Coming up shortly after this Continuing Resolution debate will be the Debt Ceiling debate. On or around October 17th, the Treasury will hit the current legal debt limit and will be unable to borrow money to fund the operation of the government and, more importantly, to make interest payments on its outstanding debt. Again, a government shutdown probably wouldn’t have a big impact as long as it only temporarily impacts non-essential services. Missing an interest payment, however, would have serious ramifications to the economy and global financial markets. In the order of increasing impact hitting the Debt Ceiling would:

  • Threaten the full faith and credit of the United States as lenders may consider the fact that we don’t make timely payments on our debt and may hesitate to lend us money in the future or demand higher interest rates in order to lend that money. I’d say this is a fairly small issue overall, as the U.S. Dollar / U.S. Treasuries are still going to be considered the strongest and safest place to put money.
  • Indicate how dysfunctional our government has become when it comes to problem solving, perhaps threatening confidence in U.S. growth and long-term solvency, especially considering the fiscal issues that need to get resolved in the coming years (Social Security and Medicare for example). This could definitely has some impact over our ability to borrow at low rates in the future.
  • Mean a technical default on our debt. While this seems the most trivial of all, especially knowing that it would only be temporary, this is the biggest issue because of all the derivative securities like credit default swaps (CDS) that are outstanding on U.S. debt. CDS are essentially insurance contracts that state that if a particular debt instrument defaults, the CDS would pay out a fixed amount as insurance against that default. A default on US Treasuries that is caused by a missed interest payment, no matter how temporary and technical in nature, would likely trigger at least some of those contracts to pay out. CDS are a highly unregulated part of the financial markets and there’s no telling how many of these contracts have been written and who’s on the hook for making payments in the event of a default. It is highly likely that some financial institutions would have to make large enough payments that they could fail. This is virtually the same problem that occurred with the ’07-’08 financial crisis and could result in a repeat of fallout we saw from Bear Sterns, Lehman, and AIG falling apart at that time.
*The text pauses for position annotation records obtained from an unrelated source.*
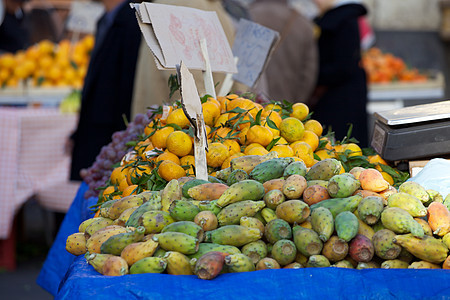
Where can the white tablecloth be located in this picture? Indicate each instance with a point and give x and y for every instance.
(33, 162)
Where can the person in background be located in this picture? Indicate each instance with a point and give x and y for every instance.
(108, 86)
(151, 87)
(292, 70)
(340, 97)
(14, 34)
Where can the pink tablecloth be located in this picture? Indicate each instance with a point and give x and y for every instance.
(33, 162)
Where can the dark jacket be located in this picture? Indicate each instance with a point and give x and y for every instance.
(341, 92)
(107, 90)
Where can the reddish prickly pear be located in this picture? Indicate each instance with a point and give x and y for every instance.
(361, 248)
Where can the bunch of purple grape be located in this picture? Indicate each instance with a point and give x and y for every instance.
(110, 155)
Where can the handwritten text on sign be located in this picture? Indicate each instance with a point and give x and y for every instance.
(178, 31)
(252, 46)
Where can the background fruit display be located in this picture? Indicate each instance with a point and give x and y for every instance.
(47, 64)
(383, 67)
(268, 212)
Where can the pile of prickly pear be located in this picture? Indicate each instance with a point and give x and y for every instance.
(267, 212)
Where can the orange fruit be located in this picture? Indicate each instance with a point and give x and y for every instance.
(178, 117)
(169, 170)
(299, 111)
(188, 160)
(304, 151)
(216, 154)
(168, 156)
(159, 138)
(283, 150)
(118, 174)
(210, 112)
(259, 134)
(311, 138)
(292, 129)
(314, 126)
(179, 143)
(130, 190)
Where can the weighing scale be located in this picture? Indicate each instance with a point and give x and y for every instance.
(414, 132)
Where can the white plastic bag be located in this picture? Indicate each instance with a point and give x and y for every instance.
(435, 175)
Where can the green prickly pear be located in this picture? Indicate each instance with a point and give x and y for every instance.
(232, 213)
(270, 169)
(177, 241)
(384, 246)
(149, 265)
(237, 263)
(153, 203)
(394, 264)
(346, 224)
(324, 169)
(116, 243)
(236, 176)
(243, 190)
(342, 185)
(318, 261)
(234, 235)
(414, 189)
(409, 203)
(322, 222)
(296, 167)
(284, 252)
(255, 250)
(400, 221)
(187, 227)
(274, 198)
(427, 248)
(136, 251)
(338, 205)
(155, 220)
(293, 211)
(76, 243)
(171, 192)
(370, 208)
(183, 210)
(177, 263)
(277, 229)
(307, 241)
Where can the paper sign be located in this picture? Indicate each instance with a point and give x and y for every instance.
(253, 46)
(173, 33)
(83, 16)
(192, 108)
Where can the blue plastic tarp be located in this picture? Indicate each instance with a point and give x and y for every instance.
(68, 277)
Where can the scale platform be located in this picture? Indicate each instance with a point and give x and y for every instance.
(414, 132)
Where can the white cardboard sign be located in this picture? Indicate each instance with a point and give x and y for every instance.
(83, 16)
(173, 33)
(253, 47)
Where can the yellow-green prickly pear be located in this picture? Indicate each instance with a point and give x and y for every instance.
(136, 251)
(414, 189)
(427, 248)
(409, 203)
(324, 169)
(76, 243)
(394, 264)
(177, 263)
(237, 263)
(149, 265)
(171, 192)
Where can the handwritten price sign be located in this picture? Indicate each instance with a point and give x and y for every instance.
(253, 45)
(173, 33)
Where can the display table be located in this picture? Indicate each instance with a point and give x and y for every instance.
(33, 162)
(81, 281)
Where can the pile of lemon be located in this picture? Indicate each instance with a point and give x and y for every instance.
(47, 64)
(235, 126)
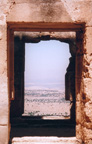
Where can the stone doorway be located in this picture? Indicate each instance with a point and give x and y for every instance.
(12, 97)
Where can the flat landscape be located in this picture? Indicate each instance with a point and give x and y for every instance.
(47, 103)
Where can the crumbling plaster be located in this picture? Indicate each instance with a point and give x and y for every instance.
(64, 11)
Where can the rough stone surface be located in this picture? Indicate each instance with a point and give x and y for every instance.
(51, 11)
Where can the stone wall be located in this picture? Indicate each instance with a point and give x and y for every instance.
(76, 12)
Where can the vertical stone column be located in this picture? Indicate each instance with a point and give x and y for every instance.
(79, 87)
(17, 105)
(4, 101)
(87, 81)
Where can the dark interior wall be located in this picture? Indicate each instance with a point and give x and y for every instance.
(17, 105)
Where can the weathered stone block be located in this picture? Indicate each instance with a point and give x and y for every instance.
(87, 135)
(88, 40)
(88, 111)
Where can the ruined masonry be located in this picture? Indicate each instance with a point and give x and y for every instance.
(72, 16)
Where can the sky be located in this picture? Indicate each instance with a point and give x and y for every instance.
(46, 63)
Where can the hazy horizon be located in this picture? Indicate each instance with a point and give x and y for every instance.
(45, 64)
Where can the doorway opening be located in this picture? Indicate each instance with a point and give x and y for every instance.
(57, 122)
(45, 68)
Because of the severity of the impact of hitting the debt ceiling, it’s obviously a much bigger issue than the government shutdown that may begin tomorrow. Markets have started to react. They are pricing in the fair probability but relatively small effect of a government shutdown. They’re also starting to price in the very low (but not zero) possibility of hitting the Debt Ceiling in a few weeks (if we can’t solve the simple issue of the Continuing Resolution, it must mean that there’s an increased chance of not being able to solve something more complicated like the debt limit… that’s how the markets look at this). Regardless of what happens tonight, tomorrow, and in the coming days around keeping the government running, I’m very confident that the debt ceiling issue will be resolved in some manner without a default. Market will be volatile (down and up) over the next few weeks. A game of chicken in Congress will develop. Nothing will get resolved until it absolutely has too. Those are virtual certainties. What’s also certain, despite what the media will present over the next several hours, is that life will go on tomorrow with or without non-essential services from the Federal government.

Congress needs to get its act together. However, it doesn’t need to do it tonight. That lack of urgency, despite media representations, is what very well might prevent them from getting it together tonight. High media interest in something that really isn’t a crisis is the perfect opportunity for grandstanding and that’s what it looks like we’re getting.